You can easily use Google to find them. Then, read, analyze, and “disassemble” every course by concepts. Every idea is worth checking and memorizing. Trying to find out why something worked or didn’t work is a cool practical experience as well. You’ll have a set of ideas to use in your future work then.
Work as an Assistant Marketer
Then again, real practical experience is the best teacher. Of course, marketer assistants aren’t paid much, but the financial reward should be secondary for you here.
Knowledge matters at this stage, and nothing more does. Most frequently, marketer assistants create emails, download analytical materials, search keywords and phrases, pay for services, write sales texts, etc. These small steps are important for every marketing initiative to become successful. Still, asking for more complicated tasks and more responsibilities is okay after you feel confident enough with the basics.
Start With SMM
SMM stands for Social Media Marketing, and it is among the best starting points for newcomer specialists. Of course, understanding of different marketing niches is critical for real professionals, but SMM suits the best because:
- There are more than enough SMM job vacancies
- It’s pretty close to “offline” marketing
- It offers valuable experience and understanding of instruments
But here is the tip: track your experience, and try not to miss the moment when you’ll gain enough skill and knowledge to become ready to make your next development step. Staying in SMM for too long may be the reason for your disappointment in your new profession.

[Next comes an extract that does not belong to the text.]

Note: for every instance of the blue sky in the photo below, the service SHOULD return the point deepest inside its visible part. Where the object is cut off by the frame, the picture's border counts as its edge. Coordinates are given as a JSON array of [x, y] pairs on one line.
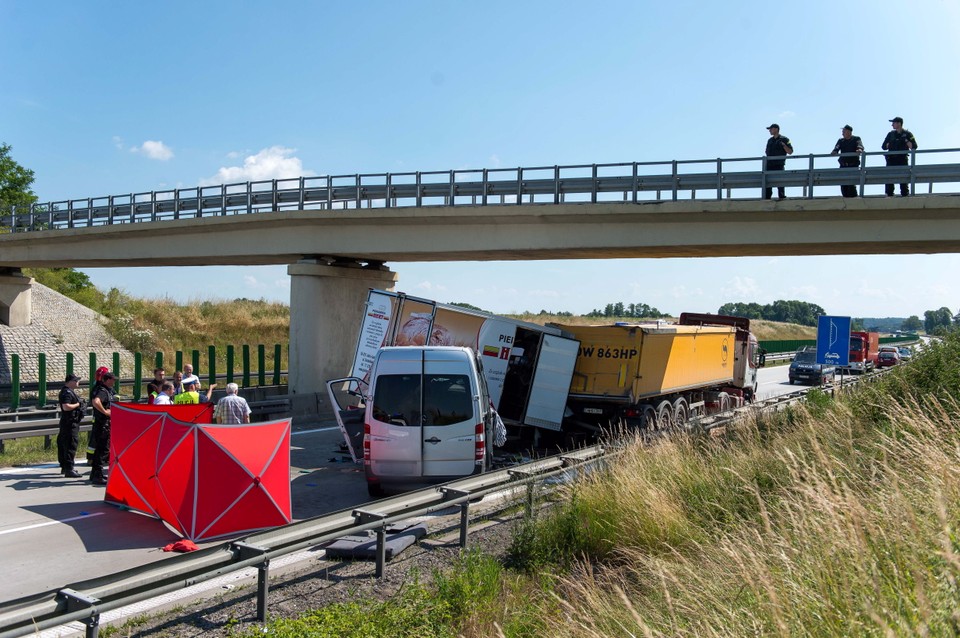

Widely available marketing courses are good points to make the first steps as a marketer, but they are not enough to become a qualified specialist. To earn well, you need to gather as much experience as possible.
However, trying to master the entire field at once is not an option. It’s science too wide to understand it quickly. Starting your professional growth from the position of an SMM manager is fine, but you might also consider becoming an intern or marketer assistant.
It will take some time for you to become valued and earn a reputation as an expert, but the effort will pay off for sure. According to Glasdoor.com, average marketer salaries reach over $65K annually.
FAQs on how to become a marketer from scratch as a student:
What skills and qualifications do I need?
You don’t need specific qualifications to become a marketer, but skills in communication, creativity, analytical thinking, organization and computer programs like Word, Excel and design software are useful. An education in marketing, business or communications can be beneficial.
What kind of internships or entry level jobs can I look for?
Look for internships and entry level roles in marketing assistant, digital marketing, social media marketing, content marketing, marketing coordinator etc. Having work experience in any role involving marketing will help.
How can I gain experience and build my portfolio?
Volunteer to work on marketing campaigns for student clubs/groups, do pro bono work for local nonprofits, start a blog, build your social media presence, take online courses to learn new skills, and create marketing plans for class projects.
What soft skills should I develop?
Develop skills in communication, creativity, collaboration, time management, problem solving, attention to detail and the ability to work under pressure. Stay up to date on marketing trends.
How can I expand my network?
Join marketing clubs at your university, attend industry events, conferences and seminars, do informational interviews with marketers, connect with alumni working in marketing and expand your LinkedIn network.
How can I stand out to employers?
Get Google/Facebook/HubSpot certifications, create a professional portfolio highlighting your projects and experience, showcase unique skills like design or writing, pursue leadership positions in clubs, and refine your resume for marketing roles.